- 第3日 6月24日（金） P会場（501，502，503）
The increasing number and complexity of biotherapeutics are creating new challenges for biopharma analytical departments. While mass spectrometry offers many advantages in biopharmaceutical characterization, methods based on peptide mapping are labor intensive and time-consuming, generating large data sets requiring trained and skilled manual interpretation. A faster and less complex alternative to characterizing antibodies by peptide mapping is middle-up intact mass analysis, which utilizes novel enzymes that cleave antibodies at a highly specific site above or below the hinge, resulting in well-defined fragments (subunits) that are amenable to characterization by LC-MS. We present a middle-up intact mass analysis method that delivers comprehensive characterization of glycosylated and clipped species in therapeutic antibody samples using a conventional and a proprietary time-resolved deconvolution method.

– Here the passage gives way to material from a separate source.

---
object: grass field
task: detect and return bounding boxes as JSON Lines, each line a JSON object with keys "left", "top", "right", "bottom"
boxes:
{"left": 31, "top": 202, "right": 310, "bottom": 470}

Processing data with the conventional deconvolution method enabled detection of oxidized, glycosylated, and species corresponding to C-terminal lysine clipping and species where additional amino acids were absent at both the C- and N-termini of the antibody subunit chains. The time-resolved deconvolution algorithm enabled identification of additional low-abundance species, the plausibility of which could be easily evaluated by examining the two-dimensional ion map visualization in the software.